Strengths and limitations

This study has some notable merits: (1) This is the first study to explore the relationship between LDL:HDL ratio and prediabetes, several special populations were found in the stratified analyses, which can provide a new strategy for the accurate screening of prediabetes as well as the prevention and intervention of DM. (2) The study population comes from multiple regions in China, with a huge number and a wide age distribution, which is well representative of the Chinese population. (3) Strict statistical analysis was performed in this study, and multiple sensitivity analyses and subgroup analyses were conducted. The positive correlation of the LDL:HDL ratio with the incidence of prediabetes is stable among all populations, so the conclusions of this research are relatively reliable.

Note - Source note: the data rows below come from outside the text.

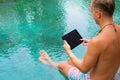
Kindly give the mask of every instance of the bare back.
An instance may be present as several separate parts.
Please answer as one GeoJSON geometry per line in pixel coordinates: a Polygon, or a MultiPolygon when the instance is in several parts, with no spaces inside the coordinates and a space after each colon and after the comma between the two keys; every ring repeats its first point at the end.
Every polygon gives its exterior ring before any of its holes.
{"type": "Polygon", "coordinates": [[[109,26],[95,38],[99,38],[101,43],[97,64],[91,71],[92,80],[112,80],[120,65],[120,26],[116,25],[117,32],[109,26]]]}

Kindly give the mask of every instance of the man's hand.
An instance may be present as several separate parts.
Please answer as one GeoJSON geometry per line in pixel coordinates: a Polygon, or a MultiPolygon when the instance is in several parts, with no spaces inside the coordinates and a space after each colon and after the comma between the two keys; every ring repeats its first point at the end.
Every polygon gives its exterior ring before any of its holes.
{"type": "Polygon", "coordinates": [[[67,53],[72,52],[70,45],[65,40],[64,40],[64,49],[66,50],[67,53]]]}
{"type": "Polygon", "coordinates": [[[83,44],[84,46],[88,46],[88,43],[89,43],[89,41],[90,41],[90,40],[88,40],[88,39],[80,39],[80,40],[83,41],[82,44],[83,44]]]}

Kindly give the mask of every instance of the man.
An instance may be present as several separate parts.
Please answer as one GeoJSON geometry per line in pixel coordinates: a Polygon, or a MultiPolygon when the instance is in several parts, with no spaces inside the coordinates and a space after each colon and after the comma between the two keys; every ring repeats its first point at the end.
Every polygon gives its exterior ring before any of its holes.
{"type": "Polygon", "coordinates": [[[91,40],[82,39],[88,46],[83,60],[72,53],[66,41],[64,49],[70,58],[68,62],[53,62],[45,51],[41,51],[39,60],[59,69],[69,80],[113,80],[120,65],[120,27],[112,17],[114,8],[114,0],[91,1],[92,16],[101,30],[91,40]]]}

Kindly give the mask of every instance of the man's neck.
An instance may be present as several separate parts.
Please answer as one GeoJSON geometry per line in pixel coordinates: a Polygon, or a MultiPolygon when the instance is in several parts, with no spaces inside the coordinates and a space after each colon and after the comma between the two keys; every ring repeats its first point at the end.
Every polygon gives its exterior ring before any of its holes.
{"type": "Polygon", "coordinates": [[[103,18],[100,22],[99,22],[99,26],[102,29],[105,25],[107,24],[114,24],[114,20],[112,17],[107,17],[107,18],[103,18]]]}

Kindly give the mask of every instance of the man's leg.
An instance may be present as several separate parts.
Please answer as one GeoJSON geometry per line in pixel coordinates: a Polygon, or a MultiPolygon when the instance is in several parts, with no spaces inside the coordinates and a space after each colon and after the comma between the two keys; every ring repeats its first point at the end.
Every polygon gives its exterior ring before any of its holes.
{"type": "Polygon", "coordinates": [[[44,64],[48,66],[57,68],[58,70],[63,72],[68,77],[69,70],[72,67],[74,67],[70,60],[68,62],[54,62],[52,61],[52,59],[48,56],[48,54],[45,51],[42,50],[40,53],[41,53],[41,57],[39,57],[39,60],[41,62],[43,62],[44,64]],[[71,65],[68,63],[70,63],[71,65]]]}

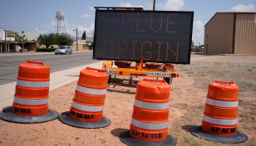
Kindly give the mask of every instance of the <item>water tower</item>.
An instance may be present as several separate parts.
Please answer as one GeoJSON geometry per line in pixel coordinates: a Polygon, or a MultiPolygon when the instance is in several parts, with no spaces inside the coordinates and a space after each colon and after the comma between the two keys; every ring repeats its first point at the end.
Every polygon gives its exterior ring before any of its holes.
{"type": "Polygon", "coordinates": [[[62,11],[57,11],[56,15],[56,33],[66,33],[65,22],[64,22],[64,14],[62,11]]]}

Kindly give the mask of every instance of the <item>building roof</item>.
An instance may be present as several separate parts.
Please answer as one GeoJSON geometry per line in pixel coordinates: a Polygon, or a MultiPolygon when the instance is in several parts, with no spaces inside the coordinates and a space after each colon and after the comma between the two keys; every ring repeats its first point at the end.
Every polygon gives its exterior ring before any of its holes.
{"type": "Polygon", "coordinates": [[[96,10],[131,10],[131,11],[143,11],[143,7],[94,7],[96,10]]]}
{"type": "Polygon", "coordinates": [[[41,34],[32,34],[32,33],[19,33],[18,35],[23,36],[27,38],[27,41],[37,41],[37,38],[41,34]]]}
{"type": "Polygon", "coordinates": [[[256,12],[216,12],[212,18],[204,25],[204,27],[218,14],[218,13],[234,13],[234,14],[256,14],[256,12]]]}

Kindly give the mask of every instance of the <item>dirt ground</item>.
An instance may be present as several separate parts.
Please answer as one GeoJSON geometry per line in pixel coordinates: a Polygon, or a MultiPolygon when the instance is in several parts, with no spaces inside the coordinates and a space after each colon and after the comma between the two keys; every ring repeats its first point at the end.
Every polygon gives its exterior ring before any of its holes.
{"type": "MultiPolygon", "coordinates": [[[[170,90],[169,134],[177,145],[256,145],[256,56],[205,56],[193,54],[190,65],[175,65],[180,78],[170,90]],[[193,136],[190,129],[201,125],[208,85],[214,80],[234,81],[239,86],[239,130],[249,140],[219,144],[193,136]]],[[[108,85],[104,115],[111,124],[101,129],[78,129],[55,119],[42,124],[15,124],[0,120],[0,145],[125,145],[119,135],[131,120],[136,83],[143,77],[117,76],[108,85]]],[[[49,108],[68,111],[76,82],[50,92],[49,108]]]]}

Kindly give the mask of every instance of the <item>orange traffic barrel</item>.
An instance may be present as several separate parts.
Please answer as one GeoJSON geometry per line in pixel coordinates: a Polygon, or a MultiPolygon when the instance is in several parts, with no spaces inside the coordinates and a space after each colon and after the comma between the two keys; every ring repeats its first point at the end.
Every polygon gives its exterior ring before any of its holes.
{"type": "Polygon", "coordinates": [[[168,134],[170,85],[164,80],[143,79],[137,84],[130,130],[120,139],[128,145],[175,145],[168,134]]]}
{"type": "Polygon", "coordinates": [[[103,116],[109,75],[104,70],[81,71],[70,111],[60,114],[64,124],[80,128],[101,128],[111,121],[103,116]]]}
{"type": "Polygon", "coordinates": [[[39,123],[58,117],[48,108],[50,69],[43,62],[32,61],[19,66],[12,110],[1,114],[2,119],[39,123]]]}
{"type": "Polygon", "coordinates": [[[246,141],[247,136],[237,130],[239,90],[233,81],[209,84],[202,126],[193,127],[192,134],[219,143],[246,141]]]}

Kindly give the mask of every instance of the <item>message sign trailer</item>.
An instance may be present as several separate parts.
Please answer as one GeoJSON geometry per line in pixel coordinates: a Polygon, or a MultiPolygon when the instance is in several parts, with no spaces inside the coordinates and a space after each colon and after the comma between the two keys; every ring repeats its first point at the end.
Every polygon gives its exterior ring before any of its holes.
{"type": "Polygon", "coordinates": [[[190,64],[194,12],[96,7],[93,59],[109,75],[179,77],[175,64],[190,64]],[[130,61],[137,62],[130,66],[130,61]],[[138,63],[140,62],[140,63],[138,63]],[[158,62],[145,63],[143,62],[158,62]]]}

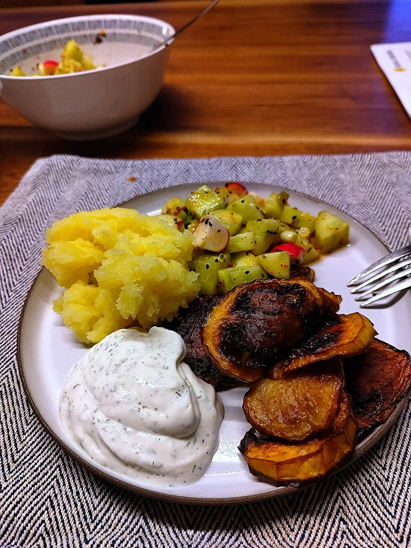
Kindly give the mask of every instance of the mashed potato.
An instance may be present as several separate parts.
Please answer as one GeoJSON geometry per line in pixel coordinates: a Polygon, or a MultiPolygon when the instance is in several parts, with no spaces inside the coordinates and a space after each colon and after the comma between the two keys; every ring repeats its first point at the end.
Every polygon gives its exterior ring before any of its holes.
{"type": "Polygon", "coordinates": [[[192,236],[116,208],[76,213],[46,232],[42,264],[67,288],[54,310],[85,342],[136,322],[170,319],[198,294],[192,236]]]}

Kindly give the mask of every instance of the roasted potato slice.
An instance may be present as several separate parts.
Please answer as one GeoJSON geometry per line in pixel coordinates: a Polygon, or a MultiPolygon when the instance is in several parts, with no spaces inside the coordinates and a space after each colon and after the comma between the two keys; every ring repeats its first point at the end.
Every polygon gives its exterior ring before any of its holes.
{"type": "Polygon", "coordinates": [[[238,286],[211,311],[203,343],[223,373],[252,382],[307,339],[340,300],[303,279],[238,286]]]}
{"type": "Polygon", "coordinates": [[[247,421],[262,434],[293,441],[329,428],[338,413],[344,384],[342,360],[339,364],[335,361],[253,384],[243,402],[247,421]]]}
{"type": "Polygon", "coordinates": [[[278,379],[290,371],[333,356],[349,356],[366,351],[377,332],[368,318],[358,312],[335,314],[289,357],[271,367],[268,376],[278,379]]]}
{"type": "Polygon", "coordinates": [[[240,452],[252,473],[277,487],[302,487],[322,481],[354,452],[357,423],[346,393],[334,426],[309,442],[260,439],[254,429],[242,439],[240,452]]]}
{"type": "Polygon", "coordinates": [[[365,354],[344,361],[359,433],[384,423],[411,387],[411,358],[374,339],[365,354]]]}

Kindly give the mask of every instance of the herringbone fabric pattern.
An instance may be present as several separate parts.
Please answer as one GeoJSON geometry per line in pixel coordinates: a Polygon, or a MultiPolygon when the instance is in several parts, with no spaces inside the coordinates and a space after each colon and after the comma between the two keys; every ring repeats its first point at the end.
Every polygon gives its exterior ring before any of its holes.
{"type": "Polygon", "coordinates": [[[66,456],[34,416],[19,379],[16,340],[45,228],[70,213],[115,206],[136,193],[213,180],[260,181],[305,192],[363,222],[389,247],[406,243],[410,152],[38,161],[0,209],[1,546],[411,546],[409,404],[388,435],[325,483],[281,499],[222,507],[159,502],[113,487],[66,456]]]}

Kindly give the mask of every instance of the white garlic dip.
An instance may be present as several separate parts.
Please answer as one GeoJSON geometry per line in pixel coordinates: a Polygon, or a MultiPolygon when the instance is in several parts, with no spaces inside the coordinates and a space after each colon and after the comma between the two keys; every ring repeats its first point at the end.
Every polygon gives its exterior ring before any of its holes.
{"type": "Polygon", "coordinates": [[[119,329],[70,370],[60,400],[62,426],[96,463],[146,483],[201,477],[217,450],[220,397],[182,360],[173,331],[119,329]]]}

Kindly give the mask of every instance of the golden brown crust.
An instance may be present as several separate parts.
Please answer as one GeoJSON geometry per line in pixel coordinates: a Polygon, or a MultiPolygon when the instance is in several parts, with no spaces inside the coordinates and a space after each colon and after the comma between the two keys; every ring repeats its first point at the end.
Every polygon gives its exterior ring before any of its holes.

Of course, this study also has some limitations: (1) As the diagnostic criteria for prediabetes recommended by ADA were adopted in the current study [12], its relatively low diagnostic threshold for IFG may include more patients with new-onset prediabetes. Nevertheless, we applied the WHO-recommended diagnostic criteria for prediabetes in the sensitivity analysis, based on a higher diagnostic threshold of IFG (FPG: 6.1–6.9 mmol/L) [21], and also obtained results consistent with the main analysis. (2) The diagnosis of prediabetes in the present study was only based on FPG levels, which may cause us to miss some new cases of prediabetes. However, we still demonstrated a significant correlation of LDL:HDL ratio with prediabetes in a smaller number of cases. (3) As the study design of the retrospective cohort, even if we adjusted for a large number of confounders, residual confounding due to measurement error in the assessment of confounders and the unavailability of data for some unmeasured factors could not be ruled out. (4) The results obtained in this study are based on a Chinese population cohort, most of which are from cities in southern China, so our results are more suitable for generalization in southern Chinese populations, while further research is needed in northern populations and non-Chinese populations. (5) Since this study did not distinguish between different types of HDL-C, the effect of dysfunctional HDL-C on blood glucose metabolism could not be excluded, which may affect the correlation between LDL:HDL ratio and prediabetes, and further analyses of the different roles of HDL-C and its subpopulations are required in future studies [45].

Conclusion

All in all, the LDL:HDL ratio is an independent risk factor for prediabetes in the Chinese adult population. An increased LDL:HDL ratio is positively correlated with the risk of prediabetes, and this positive relationship is stable across all tested populations. It is also worth noting that high LDL:HDL ratios are associated with a higher risk of prediabetes in young adults, women, those with a family history of DM, and non-obese individuals. These results indicate that the LDL:HDL ratio may be one of the lipid-lowering targets for the prevention and treatment of prediabetes.